Was machst du, wenn in einem Lückentext einer nichts schreibt? Ich denke es ist ungerecht einen, der es wenigstens probiert und danebengreift, z.B. die falsche Zeit verwendet, und dafür einen Punkt abgezogen bekommt, gleich zu behandeln, wie einen der es gar nicht erst probiert. Deswegen habe ich dafür bisher einen Doppelfehler berechnet, bin jetzt aber an einer neuen Schüler und die Schüler (10. Kl.)haben auf meine Ankündigung es in der SA so zu halten, mit Entsetzen reagiert.
Gruß,
Judith
Jochen
> Heisst das, du ziehst die maximale Fehlerzahl ab, wenn jemand gar nichts schreibt
Ja.
> Ich denke es ist ungerecht einen, der es wenigstens probiert und danebengreift, z.B. die falsche Zeit verwendet, und dafür einen Punkt abgezogen bekommt, gleich zu behandeln, wie einen der es gar nicht erst probiert.

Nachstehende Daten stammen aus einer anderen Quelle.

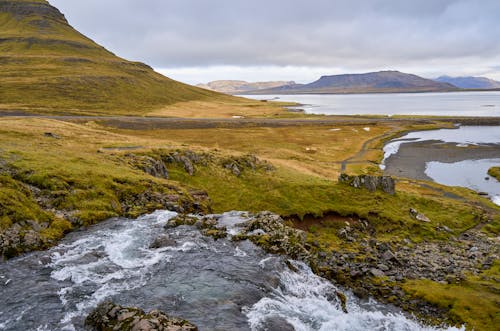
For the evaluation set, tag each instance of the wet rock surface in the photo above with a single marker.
(109, 316)
(377, 268)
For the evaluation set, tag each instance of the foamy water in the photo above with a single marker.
(219, 284)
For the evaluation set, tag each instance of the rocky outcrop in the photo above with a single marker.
(19, 238)
(151, 166)
(110, 316)
(156, 162)
(238, 164)
(372, 183)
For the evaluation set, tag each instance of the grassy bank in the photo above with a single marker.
(63, 175)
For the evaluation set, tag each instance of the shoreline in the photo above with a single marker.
(412, 157)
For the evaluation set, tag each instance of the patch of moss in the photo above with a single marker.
(474, 302)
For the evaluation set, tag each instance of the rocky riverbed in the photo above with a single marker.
(163, 261)
(377, 269)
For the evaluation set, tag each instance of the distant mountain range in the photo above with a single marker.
(373, 82)
(470, 82)
(240, 86)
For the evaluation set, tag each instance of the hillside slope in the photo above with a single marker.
(47, 66)
(470, 82)
(373, 82)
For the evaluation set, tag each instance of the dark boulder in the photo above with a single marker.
(371, 183)
(109, 316)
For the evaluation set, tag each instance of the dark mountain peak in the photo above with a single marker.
(470, 82)
(42, 10)
(387, 81)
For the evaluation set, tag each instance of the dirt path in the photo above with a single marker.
(358, 157)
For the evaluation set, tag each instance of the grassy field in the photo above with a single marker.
(86, 171)
(48, 67)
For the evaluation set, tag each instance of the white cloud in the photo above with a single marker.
(258, 38)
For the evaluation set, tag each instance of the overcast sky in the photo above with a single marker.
(257, 40)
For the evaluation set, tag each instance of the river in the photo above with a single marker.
(218, 285)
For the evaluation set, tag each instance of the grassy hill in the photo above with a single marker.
(48, 66)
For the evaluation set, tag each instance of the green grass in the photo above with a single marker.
(47, 66)
(476, 301)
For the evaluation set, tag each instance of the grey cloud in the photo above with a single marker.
(363, 33)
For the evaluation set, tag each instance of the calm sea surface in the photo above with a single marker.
(441, 104)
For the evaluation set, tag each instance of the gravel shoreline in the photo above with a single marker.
(411, 159)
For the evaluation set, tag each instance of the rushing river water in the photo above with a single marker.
(439, 104)
(218, 285)
(470, 172)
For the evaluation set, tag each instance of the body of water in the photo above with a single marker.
(468, 172)
(218, 285)
(429, 104)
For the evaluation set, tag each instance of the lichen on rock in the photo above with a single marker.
(110, 316)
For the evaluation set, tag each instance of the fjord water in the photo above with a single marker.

Also nur fürs Probieren bekommt er noch keine Punkte 😉
Nehmen wir o.a. Beispielsatz. Sagen wir er schreibt:
If you checked the spelling he would get a better impression.
d.h. er nimmt statt Typ III den zweiten Typ, das aber konsequent. Dann bekommt er einen Punkt abgezogen und bekommt noch zwei von drei. Wenn er zusätzlich ‚expression‘ statt ‚impression‘ schreibt, bekommt er nur noch einen Punkt. Und wenn er dann noch ‚punctuation‘ statt ’spelling‘ schreibt, bekommt er gar keinen Punkt mehr, obwohl er es „probiert“ hat.